Well no. He's joking of course, but his career has been one of unexpected directions, like his five years on Playschool. "I was 10 years in to my career and I was doing Playschool. I still get recognised from Playschool, doesn't matter what I do.
The reason [I took it on] was simply because it gave me enough money to support my family [of three children] so I could do what I really wanted to do which was to help run [the Fortune Theatre in Dunedin]."
Between and around and after all these things, he's done good and worthy things too, including teaching at Toi Whakaari and deputy chairing the Film Commission. He's sought new experiences too: his association with the Globe began with an acting fellowship in 2007.
However, his most rewarding venture was a play called Children of the Sea, a work that started as a series of workshops for Sri Lankan kids affected by their country's civil war and the 2004 tsunami. This play would win four awards at the 2005 Edinburgh Fringe Festival.

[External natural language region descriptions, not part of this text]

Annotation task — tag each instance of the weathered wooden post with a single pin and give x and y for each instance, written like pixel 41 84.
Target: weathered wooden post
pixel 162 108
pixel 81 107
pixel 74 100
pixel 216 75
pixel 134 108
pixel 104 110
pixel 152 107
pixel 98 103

"I never had a real plan," he says. "The best plan I had was right at the beginning. Ever since then I've thrown plans away ... 18 months ago I didn't know I was going to be doing this. I don't what I'm going to be doing after this ... "
It's as Polonius, one of the two major roles Paratene has in Hamlet, says in Act 1: "This above all: to thine own self be true ... "
The road has had its pleasures. Travelling from Zambia to Botswana, for instance, the Globe To Globe party stopped at the Victoria Falls. "It doesn't matter how many images you see of these places like the Victoria Falls," Paratene says, "It blows you away. So that was that day. The next day, which was a day off, we were on safari. We saw impala, buffalo, hippos, elephants galore, lions ... "
But even for a good and eager traveller, the road has its sorrows. Last year, he spent his first Christmas outside New Zealand. And then there was Kiev.
"It was early on in the Hamlet tour and I was sooo homesick. I missed the grandkids, I missed my darling wife. I get to stages where - and this is not just on this gig, but on so many gigs - where my body aches with loneliness. We were in Kiev and the whole company were going out for dinner and the restaurant had good raps and we'd just performed. It was the night before the presidential elections and the guy who is president [of the Ukraine] was there, the famous boxer Klitschko, who became Mayor of Kiev the next day, was there. So there was a buzz. But I was just so lonely. I went back to my hotel room, I ordered chicken kiev and a bottle of wine and I spent the night being lonely having a dinner and drinking by myself and putting on some music and dancing because I was too homesick to spend time with my colleagues.
"So that's how I cope. I just pull myself away from the company when stuff is going on, and they have got used to that. We all have our different ways."
Fortunately over the last year there's been the constant presence of Hamlet; the play is the thing, after all. And Paratene says it has the meat on its bones to sustain the company for its two-year journey. The audiences - except in a few countries where dodgy governments have "rigged" them - have delighted them too.
"Yesterday we had a very young audience, teenagers, and they were delightful," he says. "We had a meet and greet with them afterwards and our hosts had provided some entertainment for us. So some dancers came and performed their cultural dances for us. I ended up sitting by this young boy, I don't know how old he was, 12-13, and he was just blown away.
"I was playing Claudius yesterday. He sat there and after the dancers had finished, he looked at me and said 'I just loved this, I loved it, I loved it ...'
He just kept on saying it. He said 'even though you were a bad man, I loved seeing you'. He was addressing me as the King, as Claudius. The magic had happened. I understood exactly what he said, even though I was portraying a bad man, the story had come through to him and just grabbed him. It was fantastic."